- Directed by: Terry Burke
- Produced by: Terry Burke Don Haig
- Starring: Peter Muir Paul Amato
- Cinematography: Mark Irwin
- Edited by: Terry Burke Andy Malcolm
- Production companies: Movement Films Film Arts
- Release date: 1979;
- Running time: 8 minutes
- Country: Canada
- Language: English

= Track Stars: The Unseen Heroes of Movie Sound =

1979 Canadian documentary film

Track Stars: The Unseen Heroes of Movie Sound is a Canadian short documentary film, directed by Terry Burke and released in 1979. The film depicts the process of film sound through a portrait of two foley artists, Peter Muir and Paul Amato, creating sound for a film action sequence, using split screen photography to illustrate the creative process on one side, and the finished film on the other.

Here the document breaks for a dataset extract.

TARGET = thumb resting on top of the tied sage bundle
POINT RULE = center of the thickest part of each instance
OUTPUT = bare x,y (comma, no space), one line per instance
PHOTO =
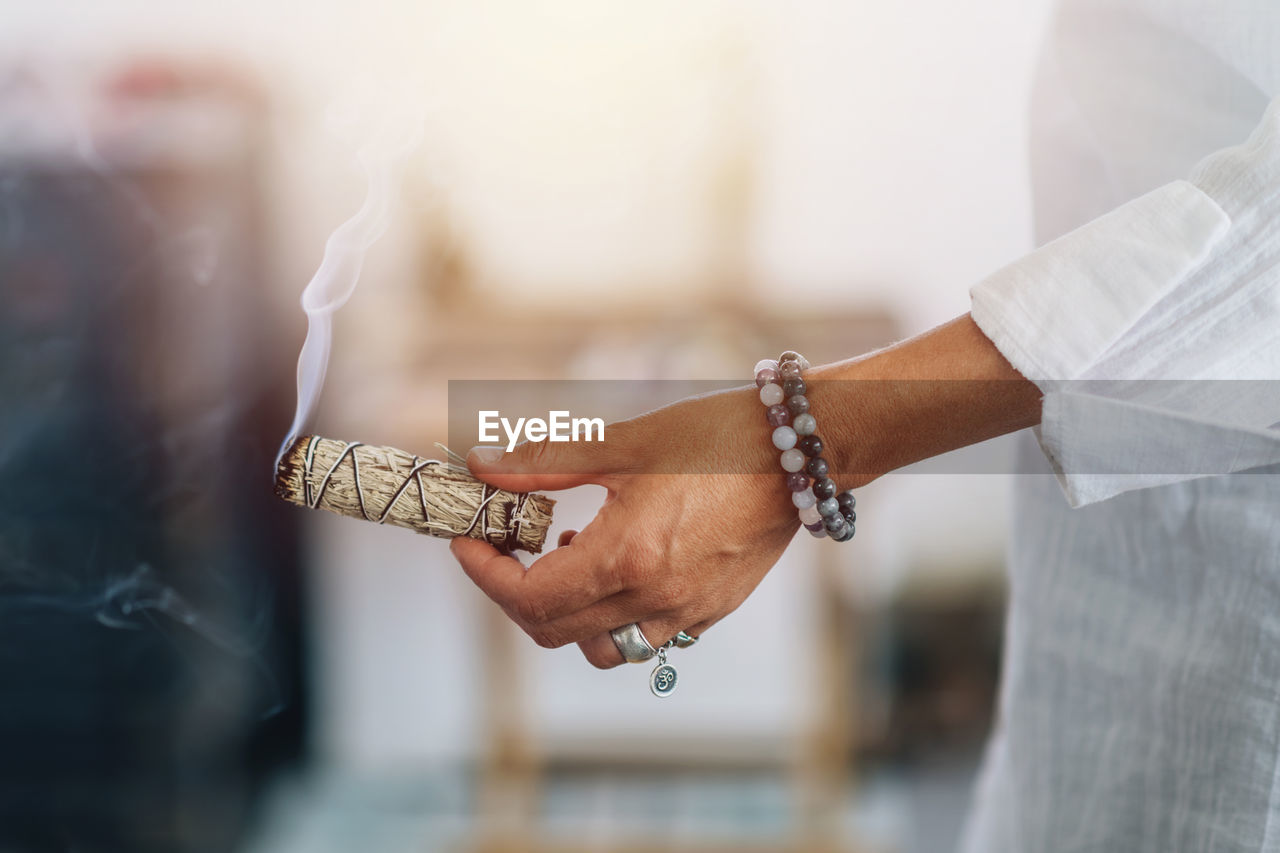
550,466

The film won two Genie Awards at the 1st Genie Awards in 1980, for Outstanding Independent Film and Outstanding Sound in a Non-Feature Film (Burke, Tony Van den Akker, Al Caruso, Andy Malcolm). It received two other Genie nominations, for Best Theatrical Short Film (Burke, Don Haig) and Outstanding Editing in a Documentary, Non-Feature (Burke, Andy Malcolm). It was also the winner of an award for Film as Art from the National Educational Film Festival in Oakland, California, in 1980.